Isomer-dependent reactivity in the solid state: topochemical [4 + 4] vs. [4 + 2] cycloaddition reactions

Abstract

This study investigates the reactivity of constitutional isomers of acylated N-hydroxybenzotriazole (HOBt) in solid-state photocycloaddition reactions. To understand the difference in solid-state reactivity of the isomers, we have synthesized two isomeric N- and O-acyl derivatives of HOBt via acylation with anthracene-9-carboxylic acid.
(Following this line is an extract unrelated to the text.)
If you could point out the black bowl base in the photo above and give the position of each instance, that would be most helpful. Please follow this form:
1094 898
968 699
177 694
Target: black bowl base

Both O-anthr-9-oyl oxy-benzotriazole 1 and its N-acyl isomer 2 crystallized with the face-to-face arrangement of their anthracene units, with a separation of 3.8 Å between them, satisfying Schmidt's criteria, suggesting that they can undergo a topochemical [4 + 4] photocycloaddition reaction. Upon irradiation using blue light (456 nm), the isomer 2 underwent a quantitative [4 + 4] cycloaddition reaction yielding the dimer D2. However, isomer 1 did not undergo [4 + 4] cycloaddition; instead, it underwent a photochemical [4 + 2] cycloaddition with molecular oxygen, eventually yielding anthraquinone (AQ). The dimer D2 underwent a retro-cycloaddition reaction to revert back to the isomer 2. While isomers give the same product in solution-state reactions, our study establishes that isomers can react differently in the solid state and can give different products.